Das Geheimnis liegt im Boden: Was ist ein Cannabis-Terroir und wie funktioniert es?

In den letzten Jahren gab es einen Trend unter den Erzeugern, den Begriff des Terroirs, der vor allem in der Weinindustrie bekannt ist, mit der aufstrebenden Cannabisindustrie gleichzusetzen. Aber was bedeutet es und wie kann es die globale Cannabisindustrie beeinflussen?

Sie müssen kein erfahrener Landwirt oder zertifizierter Lehrer sein, um zu verstehen, dass verschiedene Faktoren in der Wachstumsumgebung einer Pflanze einen entscheidenden Einfluss auf die Beschaffenheit des Endprodukts haben.

Seit Tausenden von Jahren haben sich Regionen der Welt einen guten Ruf für eine bestimmte landwirtschaftliche Kultur erworben, die sich durch einzigartige Merkmale auszeichnet, die in der lokalen landwirtschaftlichen Umgebung erworben wurden. Wein ist ein gutes Vorbild, Champagner zum Beispiel, in der Champagne in Frankreich hergestellt und ausschließlich in der Champagne, um von dem Namen profitieren zu können.

Derzeit wollen immer mehr Fachleute das Terroir-Konzept in der Cannabisindustrie übernehmen und Cannabissorten nach den jeweiligen geografischen Gebieten bestimmen, in denen sie angebaut wurden. Werden wir also bald anfangen, die Begriffe Provinzen oder Territorien zu verwenden, um moderne Cannabissorten zu beschreiben? Und welche Umweltfaktoren beeinflussen das chemische Profil von Cannabis am meisten?

Uralte Weisheit fördert DNA

Der Begriff „Terroir“ kommt aus dem Französischen und bedeutet „Erde“. Die volle Bedeutung bedeutet "Bodengeschmack" und definiert die Reihe von Umweltfaktoren, die den Boden beeinflussen Phänotyp (Ausprägung bestimmter genetischer Merkmale) für eine landwirtschaftliche Kulturpflanze.

Dieser Begriff wird hauptsächlich in der Weinindustrie verwendet, aber heute finden sich verschiedene Hinweise auf Terroir im Anbau und in der Herstellung anderer Produkte wie Kaffee, Tee, Ahorn, Olivenöl und viele mehr.

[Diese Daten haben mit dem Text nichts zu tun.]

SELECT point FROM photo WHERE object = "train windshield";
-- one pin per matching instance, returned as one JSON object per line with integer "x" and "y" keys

Der Begriff wird gemeinhin der Region Burgund in Frankreich zugeschrieben, wo um das XNUMX. Jahrhundert herum ortsansässige Mönche, Mitglieder der Benediktiner- und Zisterzienserorden, die ausgedehnte landwirtschaftliche Ländereien besaßen, große Unterschiede hinsichtlich der Auswirkungen verschiedener Bodentypen machten Wein produziert. Einige Legenden konnten sogar erzählen, dass es Mönche gab, die das Land selbst probierten

So entwickelte sich die Idee über Jahrhunderte hinweg durch die Unterscheidung verschiedener Merkmale in Weinen, die in verschiedenen Provinzen des Landes oder in verschiedenen Weinbergen desselben Bezirks und manchmal sogar in verschiedenen Regionen desselben Weinbergs angebaut und produziert wurden.

Obwohl den Franzosen der Begriff Terroir seit Anfang des letzten Jahrtausends zugeschrieben wird, haben Winzer bereits in der Antike erkannt, dass jedes geografische Gebiet das Potenzial hat, einen Wein mit einzigartigen Eigenschaften zu produzieren, selbst wenn Trauben derselben Sorte verwendet werden werden verwendet. So war es im antiken Griechenland üblich, den Weinkrug mit einem Siegel zu versiegeln, das auf das Anbau- und Produktionsgebiet hinweist, und im Laufe der Zeit erlangten verschiedene Regionen einen Ruf, der die Qualität des Weins bezeugt.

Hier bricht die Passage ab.